Emad Bakeer, incumbent, is simultaneously running for reelection to the Planning Group while also running for Lakeside Fire Protection District Board and Grossmont Healthcare District Board. It is unclear whether he is allowed to hold multiple positions under state law. He lists no information at smartvoter or e-voter for his planning group race, but does have his Fire Board statement listed at e-voter.com: http://california.evoter.com/search.

 

Mark Baker is past Fire Chief of Fire District Associations for California and San Diego. His long career in firefighting included Cal-Fire , Laguna Beach, Orange County and Palm Desert, according to his Linked In profile. Baker also owns a consulting company that provides services to fire departments.
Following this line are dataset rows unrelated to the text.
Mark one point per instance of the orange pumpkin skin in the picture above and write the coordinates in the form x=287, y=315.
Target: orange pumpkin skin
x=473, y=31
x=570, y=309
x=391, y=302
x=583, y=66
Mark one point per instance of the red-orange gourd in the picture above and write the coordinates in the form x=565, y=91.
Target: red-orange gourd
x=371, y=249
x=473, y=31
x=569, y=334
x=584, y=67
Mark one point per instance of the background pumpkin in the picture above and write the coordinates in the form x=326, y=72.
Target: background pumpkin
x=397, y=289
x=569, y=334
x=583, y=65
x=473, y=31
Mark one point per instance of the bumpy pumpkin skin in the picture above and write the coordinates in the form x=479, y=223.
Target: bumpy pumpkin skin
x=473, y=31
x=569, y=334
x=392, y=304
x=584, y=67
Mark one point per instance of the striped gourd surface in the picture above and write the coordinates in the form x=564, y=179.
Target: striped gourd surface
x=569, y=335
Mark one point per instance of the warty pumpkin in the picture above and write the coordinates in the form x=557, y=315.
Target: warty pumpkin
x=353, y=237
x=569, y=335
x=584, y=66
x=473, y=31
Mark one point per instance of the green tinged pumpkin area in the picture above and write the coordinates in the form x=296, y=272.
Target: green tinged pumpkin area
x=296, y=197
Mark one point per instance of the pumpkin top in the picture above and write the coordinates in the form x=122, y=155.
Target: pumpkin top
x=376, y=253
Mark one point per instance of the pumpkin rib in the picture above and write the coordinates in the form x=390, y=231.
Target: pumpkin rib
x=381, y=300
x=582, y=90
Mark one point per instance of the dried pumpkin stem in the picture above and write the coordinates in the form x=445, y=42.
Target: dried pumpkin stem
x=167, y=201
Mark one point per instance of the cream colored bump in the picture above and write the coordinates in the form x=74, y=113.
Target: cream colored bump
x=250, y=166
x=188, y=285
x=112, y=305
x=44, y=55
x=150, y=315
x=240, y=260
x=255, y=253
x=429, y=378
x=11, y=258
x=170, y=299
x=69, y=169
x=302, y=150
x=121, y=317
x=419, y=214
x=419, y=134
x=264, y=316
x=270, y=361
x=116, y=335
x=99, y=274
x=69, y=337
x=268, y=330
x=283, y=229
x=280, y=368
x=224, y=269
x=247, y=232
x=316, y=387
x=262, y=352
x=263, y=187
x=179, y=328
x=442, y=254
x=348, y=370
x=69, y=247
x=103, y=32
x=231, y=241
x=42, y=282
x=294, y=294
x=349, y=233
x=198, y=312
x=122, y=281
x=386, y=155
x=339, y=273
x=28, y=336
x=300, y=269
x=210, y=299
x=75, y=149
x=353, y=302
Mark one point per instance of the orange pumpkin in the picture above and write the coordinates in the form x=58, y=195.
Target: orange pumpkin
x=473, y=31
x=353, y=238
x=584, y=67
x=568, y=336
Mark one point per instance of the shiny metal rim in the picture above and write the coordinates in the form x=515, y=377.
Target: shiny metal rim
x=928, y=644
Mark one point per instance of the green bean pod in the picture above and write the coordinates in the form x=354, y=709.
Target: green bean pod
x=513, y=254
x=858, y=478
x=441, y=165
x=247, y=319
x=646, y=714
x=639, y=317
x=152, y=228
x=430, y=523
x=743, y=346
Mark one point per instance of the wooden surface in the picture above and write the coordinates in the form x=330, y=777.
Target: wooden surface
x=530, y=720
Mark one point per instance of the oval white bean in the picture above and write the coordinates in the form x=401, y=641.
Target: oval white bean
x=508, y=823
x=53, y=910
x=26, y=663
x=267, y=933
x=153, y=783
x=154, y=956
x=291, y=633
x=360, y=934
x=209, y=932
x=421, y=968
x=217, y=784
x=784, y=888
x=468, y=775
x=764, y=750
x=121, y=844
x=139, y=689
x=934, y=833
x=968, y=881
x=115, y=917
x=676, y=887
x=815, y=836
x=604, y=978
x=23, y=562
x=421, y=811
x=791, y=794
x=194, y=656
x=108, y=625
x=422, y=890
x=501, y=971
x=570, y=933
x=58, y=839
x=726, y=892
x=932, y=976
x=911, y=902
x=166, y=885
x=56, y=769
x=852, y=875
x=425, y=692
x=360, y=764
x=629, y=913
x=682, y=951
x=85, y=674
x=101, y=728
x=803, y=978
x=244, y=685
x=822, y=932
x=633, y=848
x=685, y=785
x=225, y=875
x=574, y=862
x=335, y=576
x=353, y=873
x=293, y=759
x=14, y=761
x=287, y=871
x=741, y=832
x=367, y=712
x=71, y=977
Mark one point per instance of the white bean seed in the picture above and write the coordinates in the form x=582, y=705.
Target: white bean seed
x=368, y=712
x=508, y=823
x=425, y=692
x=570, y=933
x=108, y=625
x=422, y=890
While Fire Chief in Lakeside, Baker spoke at a planning group meeting and testified that his district was never notified that Powerlink was planned for El Monte Valley, as required when a project that could impact fire safety is proposed.
 

The remaining candidates listed no voter information at SmartVoter or E-Voter, and a website search turned up no additional information. Neither the Republican nor Democratic Party of San Diego County has issued endorsements in this race.